For one researcher at the Fox School of Business, time is literally of the essence.
Dr. Robert T. Krafty, who will supervise research into biomedical time-series data collecting, has received a grant exceeding $843,000, awarded by the National Science Foundation (NSF) and National Institutes of Health (NIH).
“The grant and all of my work looks at how we analyze data that’s collected over time,” said Krafty, Assistant Professor of Statistics. “The specific patterns of the data could tell us important information.”
The grant applications which Krafty will study pay particular attention to body signals, such as heartbeat electrocardiograms (EKGs) and brain-wave electroencephalogram (EEGs), and how these patterns are associated with different things such as measures of the quality of life or how well someone will respond to treatment.
“What I am doing is creating ways in which we can find out how these patterns are associated with certain outcomes,” Krafty said. “The main products are methods and tools that anyone can use to analyze big-time series data. The secondary goal is to apply those methods to our data on electrophysiology to see if we can help find a better way to understand how to treat sleep disorders.”
Krafty, the primary investigator for the grant, has two collaborators with whom he will work – Martica Hall, PhD, and Daniel Buysse, MD who are located at University of Pittsburgh Medical Center. Hall and Buysse are sleep-study researchers responsible for studying older adults who have trouble sleeping. Some of the patients they treat have sleeping issues due to the loss of a spouse, and others are primary caregivers for a spouse who has Parkinson’s disease. The data applied to their current research was collected from a previous study at the University of Pittsburgh, Krafty said, adding that the results produced by this grant will be used to create new statistical methods and programs to analyze collected statistical data more efficiently.
“What we want to know is what sort of patterns of physiology during sleep help indicate a better quality of life or if a patient will respond favorably to a treatment,” said Krafty.

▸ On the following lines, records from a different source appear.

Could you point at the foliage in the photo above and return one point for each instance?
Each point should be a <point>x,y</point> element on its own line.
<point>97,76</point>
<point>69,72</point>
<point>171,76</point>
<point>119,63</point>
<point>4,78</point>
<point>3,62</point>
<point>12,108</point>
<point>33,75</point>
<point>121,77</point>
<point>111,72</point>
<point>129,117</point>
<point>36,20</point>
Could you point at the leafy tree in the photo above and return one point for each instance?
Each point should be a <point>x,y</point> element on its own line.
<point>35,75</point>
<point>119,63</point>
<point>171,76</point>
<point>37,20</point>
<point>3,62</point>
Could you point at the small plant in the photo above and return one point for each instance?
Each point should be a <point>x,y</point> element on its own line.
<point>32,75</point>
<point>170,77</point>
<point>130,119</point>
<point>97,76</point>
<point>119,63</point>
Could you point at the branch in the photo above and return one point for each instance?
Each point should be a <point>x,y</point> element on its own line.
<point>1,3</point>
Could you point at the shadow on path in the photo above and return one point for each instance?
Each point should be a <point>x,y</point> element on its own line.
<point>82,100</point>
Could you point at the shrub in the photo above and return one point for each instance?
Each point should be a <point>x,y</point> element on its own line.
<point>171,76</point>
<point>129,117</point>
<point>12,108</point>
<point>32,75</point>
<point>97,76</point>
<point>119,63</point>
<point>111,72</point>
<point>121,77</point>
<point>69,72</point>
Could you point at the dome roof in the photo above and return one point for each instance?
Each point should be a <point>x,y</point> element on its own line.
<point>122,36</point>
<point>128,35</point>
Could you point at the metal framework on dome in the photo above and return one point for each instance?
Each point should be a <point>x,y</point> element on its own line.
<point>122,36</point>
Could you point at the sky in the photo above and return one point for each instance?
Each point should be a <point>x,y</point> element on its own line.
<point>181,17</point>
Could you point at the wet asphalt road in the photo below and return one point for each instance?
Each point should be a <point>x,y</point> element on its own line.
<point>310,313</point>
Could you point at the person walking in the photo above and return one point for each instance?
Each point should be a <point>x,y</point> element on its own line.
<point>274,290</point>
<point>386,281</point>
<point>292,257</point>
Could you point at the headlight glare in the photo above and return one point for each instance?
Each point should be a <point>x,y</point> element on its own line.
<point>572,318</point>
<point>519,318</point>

So far in their preliminary research, Krafty and his team have found a connection between patterns of sleep and quality of life that suggests limiting the amount of sleep per night could be helpful in older adults. Krafty explained some global experts advocate that older adults should restrict their sleep. However, there was no actual evidence to back up that assumption until now, he said.
The awarded grant will also fully support one graduate student’s PhD education, Krafty said. Fox doctoral students, Scott Bruce and Zeda Li, are majoring in Statistics and have been selected by Krafty to work on the project.
The extensive time-series research Krafty is conducting will be completed by June 30, 2017.
Krafty has also been invited to speak at the NBER/NSF Time Series Conference , the leading international conference for time series data, which attracts top statisticians from around the world. At the conference, held Sept. 26-27 at the Federal Reserve Bank of St. Louis, in Missouri, Krafty will discuss the discoveries compiled in his research paper entitled, “Penalized Multivariate Whittle Likelihood for Power Spectrum Estimation.”